Pembelajaran Menurut Tantangan dan Zamannya
Semakin besarnya tantangan kehidupan dan perkembangan teknologi, maka proses pembelajaran pun semakin ditingkatkan untuk mengarahkan siswa memiliki kemampuan dan keahlian yang memadai dan mumpuni. Proses belajar menghafal sudah seharusnya berkembang menjadi menganalisa, menciptakan, dan mengevaluasi. Guru seharusnya membimbing siswa untuk menemukan potensi, kompetensi, dan talentanya serta mengarahkan mereka untuk mengeksplorasi dan mengembangkannya. Oleh karena tantangan zaman di mana para siswa hidup semakin kompleks, maka mereka perlu memahami cara menyelesaikan masalah, alasan mereka belajar, dan cara belajar sehingga jurang pemisah antara teori dan praktek semakin sempit dan terjangkau. Demikian pun sekolah akan menjadi rumah kedua bagi para siswa.
Pendidikan abad 21 adalah model pendidikan yang membantu siswa untuk dapat menyelesaikan masalah yang dihadapinya pada saat ini. Artinya, siswa dapat bertahan hidup, memperjuangkan hidup, mengembangkan , dan merencanakan hidupnya di masa depan sesuai konteks zaman sekarang serta prediksi masa depan. Menyikapi hal ini, siswa perlu dibekali mengenai konsep kolaborasi. Siswa harus tahu bagaimana menghadapi persaingan serta hidup bekerja sama. Sebab, sesuai naturnya, manusia adalah makhluk sosial. Ia tidak dapat hidup sendiri. Ia membutuhkan orang lain. Mengingat bahwa teknologi abad 21 sering disalahgunakan oleh banyak pihak termasuk institusi pendidikan sehingga menghasilkan sikap individualistis yang tinggi, maka hal ini penting untuk disikapi secara serius.

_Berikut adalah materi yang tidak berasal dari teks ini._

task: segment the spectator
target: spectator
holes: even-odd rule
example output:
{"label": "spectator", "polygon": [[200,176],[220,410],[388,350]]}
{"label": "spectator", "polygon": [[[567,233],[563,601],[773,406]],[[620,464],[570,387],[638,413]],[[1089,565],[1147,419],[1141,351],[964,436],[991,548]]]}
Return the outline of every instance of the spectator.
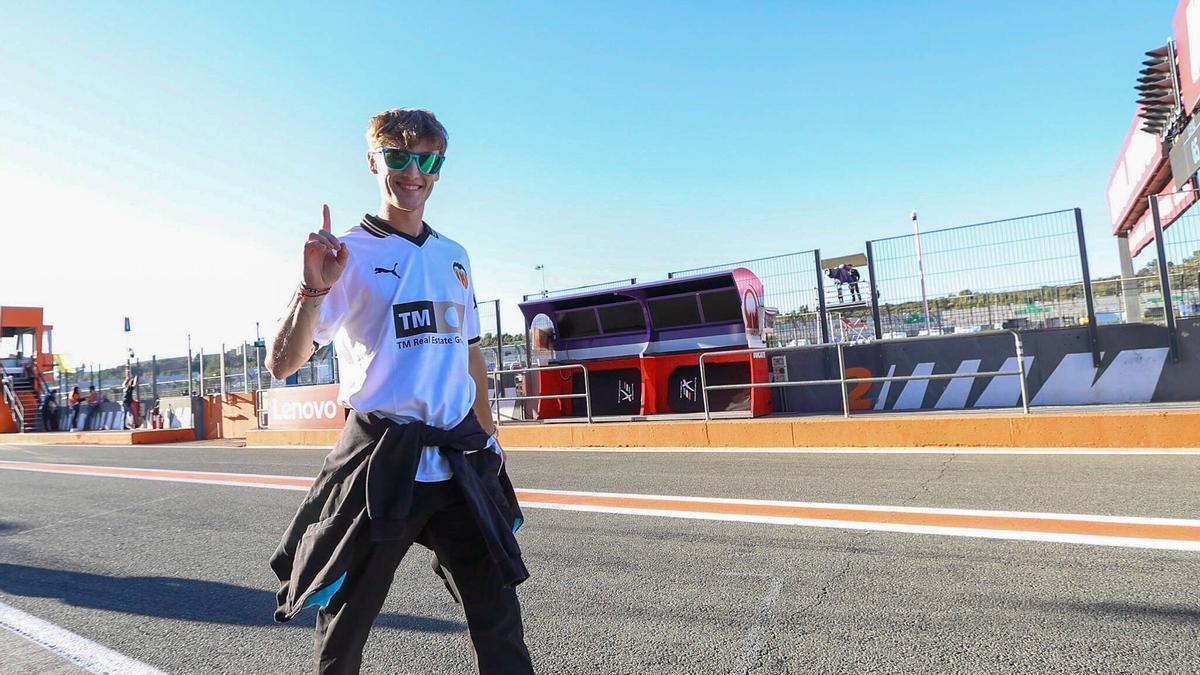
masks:
{"label": "spectator", "polygon": [[133,393],[137,391],[137,378],[129,376],[129,369],[125,369],[125,382],[121,385],[121,412],[123,426],[126,429],[136,429],[141,426],[141,420],[138,419],[137,401],[134,400]]}
{"label": "spectator", "polygon": [[846,263],[846,283],[850,284],[850,302],[862,302],[862,293],[858,291],[858,280],[862,275],[854,269],[854,265]]}
{"label": "spectator", "polygon": [[100,392],[96,391],[94,385],[88,385],[87,415],[83,418],[83,424],[79,425],[81,431],[87,431],[88,424],[92,421],[92,415],[99,409]]}
{"label": "spectator", "polygon": [[79,387],[75,387],[71,389],[71,419],[67,420],[67,429],[70,431],[75,431],[75,424],[79,422],[79,406],[81,405],[83,405],[83,397],[79,395]]}
{"label": "spectator", "polygon": [[53,389],[42,399],[42,428],[58,431],[58,392]]}
{"label": "spectator", "polygon": [[862,293],[858,290],[858,280],[862,278],[862,275],[858,273],[858,270],[854,269],[854,265],[842,263],[837,267],[825,270],[825,276],[833,279],[834,286],[837,287],[837,299],[839,303],[846,301],[842,293],[842,286],[847,284],[850,286],[850,301],[862,302]]}
{"label": "spectator", "polygon": [[845,284],[846,281],[850,278],[846,274],[846,266],[838,265],[837,267],[831,267],[831,268],[825,270],[825,276],[829,277],[830,279],[833,279],[833,285],[837,289],[838,303],[845,302],[846,298],[842,294],[842,285]]}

Kehadiran Kurikulum 2013 akan memberikan warna tersendiri dalam model pembelajaran abad ke 21. Kurikulum tersebut dikemas melalui strategi pembelajaran yang membentuk sikap analitis, berpikir kritis, menyelesaikan masalah, mengembangkan sikap afektif, dan karakter siswa untuk menjawab tantangan yang ada. Demi mendukung hal ini, peran guru (termasuk orang tua di rumah) adalah memotivasi siswa untuk menghidupi pembelajaran yang tidak berhenti pada ranah mengetahui dan menghafal saja namun meningkatkannya sampai pada level di atasnya, seperti menganalisa, mengaplikasikan, mencipta, dan mengevaluasi. Kemampuan mensitesis keadaan, menemukan alasan dan tujuan dari keadaan, menerima dan menghargai perbedaan, mengelola apa yang sama dan apa yang beda secara bijaksana akan mendukung seorang siswa untuk memiliki kecakapan kognitif, afektif, dan psikomotor yang unggul dan kontributif terhadap hidupnya masa kini.